Then there is Black Lives Matter. After spending a lot of time reading and reporting about the movement, I understand its primary end to be stopping unjust killings by police officers; some of its members have broader agendas, like economic redistribution, but reforming police is the movement’s main goal and the one that is universally shared.
And its primary means are twofold: Its members engage in street protests in lots of cities; and its leaders push for 10 specific reforms set forth in Campaign Zero, which calls for an end to “broken windows” policing, more community oversight of police departments, stricter limits on the use of force, independent investigations of police misconduct, community representation in municipal governments, body cameras, better training, an end to “policing for profit,” demilitarization, and union contracts that don’t protect misbehaving police officers from being held accountable.
If you disagree with any of my characterizations about the means and ends of those groups, we are at odds over facts, not values, and I am open to seeing evidence that challenges my assessment of a complicated matter. Bearing that in mind can make hashing out the truth less fraught and more likely to proceed constructively and profitably.
Given my understanding of the facts, where do I stand?
Black Lives Matter
For starters, I don’t think Black Lives Matter belongs in the online conversation about whether Americans should be denouncing violence “on all sides.” The movement’s end of stopping unjust police killings is laudable; and its leaders and the vast majority of its members openly favor nonviolent means. Plus, unlike Nazis, nothing about the future it desires is inseparable from initiating violence. That doesn’t mean it is beyond criticism. It is a large, free-wheeling movement without clear leaders, and individual participants have no doubt acted badly on many occasions, as is true of groups as varied as the Sons of Liberty in 1775, anti-Vietnam War protesters, and the Tea Party. I have criticized Black Lives Matter activists in the past for disrupting a Bernie Sanders event and for the tactic of blocking freeways.

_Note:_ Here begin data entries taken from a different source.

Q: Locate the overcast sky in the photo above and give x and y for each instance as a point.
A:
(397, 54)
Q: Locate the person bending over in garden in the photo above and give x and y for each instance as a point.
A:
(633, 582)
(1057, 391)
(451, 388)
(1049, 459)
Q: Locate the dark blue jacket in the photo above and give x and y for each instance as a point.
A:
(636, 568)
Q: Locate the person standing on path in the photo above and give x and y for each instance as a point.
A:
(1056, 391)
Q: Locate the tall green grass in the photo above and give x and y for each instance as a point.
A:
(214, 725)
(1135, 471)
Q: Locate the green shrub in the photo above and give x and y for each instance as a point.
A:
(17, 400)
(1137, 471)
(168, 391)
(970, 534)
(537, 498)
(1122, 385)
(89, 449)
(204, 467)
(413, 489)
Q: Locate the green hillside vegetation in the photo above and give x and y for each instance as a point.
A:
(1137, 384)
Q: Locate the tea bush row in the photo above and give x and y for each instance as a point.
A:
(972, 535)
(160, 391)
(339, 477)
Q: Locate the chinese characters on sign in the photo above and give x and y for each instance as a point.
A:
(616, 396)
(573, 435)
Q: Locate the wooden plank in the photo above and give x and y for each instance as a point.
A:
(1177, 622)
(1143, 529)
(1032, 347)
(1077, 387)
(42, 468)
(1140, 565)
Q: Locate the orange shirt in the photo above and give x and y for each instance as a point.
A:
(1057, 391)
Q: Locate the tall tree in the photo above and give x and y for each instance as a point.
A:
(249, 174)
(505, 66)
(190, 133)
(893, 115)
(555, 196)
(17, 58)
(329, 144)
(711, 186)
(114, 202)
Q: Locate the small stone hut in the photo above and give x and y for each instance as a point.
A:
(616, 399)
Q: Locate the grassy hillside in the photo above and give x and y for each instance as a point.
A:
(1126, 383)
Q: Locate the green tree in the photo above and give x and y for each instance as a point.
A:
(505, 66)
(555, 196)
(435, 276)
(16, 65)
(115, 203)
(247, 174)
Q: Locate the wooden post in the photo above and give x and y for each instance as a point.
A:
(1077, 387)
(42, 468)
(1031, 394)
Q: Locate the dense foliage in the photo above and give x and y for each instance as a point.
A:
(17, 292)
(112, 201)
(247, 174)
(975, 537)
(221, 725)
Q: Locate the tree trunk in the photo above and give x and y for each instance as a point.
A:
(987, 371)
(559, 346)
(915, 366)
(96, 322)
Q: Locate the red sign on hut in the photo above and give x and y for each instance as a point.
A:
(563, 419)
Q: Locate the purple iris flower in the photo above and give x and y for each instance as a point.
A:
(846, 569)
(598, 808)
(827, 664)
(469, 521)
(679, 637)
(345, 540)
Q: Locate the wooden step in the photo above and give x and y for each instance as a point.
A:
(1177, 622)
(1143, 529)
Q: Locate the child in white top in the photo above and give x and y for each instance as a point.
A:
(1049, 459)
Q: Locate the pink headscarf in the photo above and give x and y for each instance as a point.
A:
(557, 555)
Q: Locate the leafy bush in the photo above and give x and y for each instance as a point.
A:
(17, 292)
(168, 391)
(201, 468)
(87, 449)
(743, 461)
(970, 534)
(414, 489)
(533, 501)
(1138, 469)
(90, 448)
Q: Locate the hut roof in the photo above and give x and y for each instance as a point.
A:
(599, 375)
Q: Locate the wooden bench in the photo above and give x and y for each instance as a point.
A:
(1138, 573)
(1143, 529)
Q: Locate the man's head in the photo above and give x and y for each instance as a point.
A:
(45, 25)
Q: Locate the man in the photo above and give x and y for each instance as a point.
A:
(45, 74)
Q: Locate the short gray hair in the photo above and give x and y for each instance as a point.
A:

But I draw a distinction between objectionable acts of civil disobedience and engaging in violence. Some Black Lives Matter critics blame the group for the killing of five Dallas police officers. But the gunman acted alone, using tactics that the protest movement never urged or used, and group leaders denounced the killings. The group has the same relationship to the Dallas killer as nonviolent pro-life groups have to the extremist who perpetrated a mass killing at a Planned Parenthood.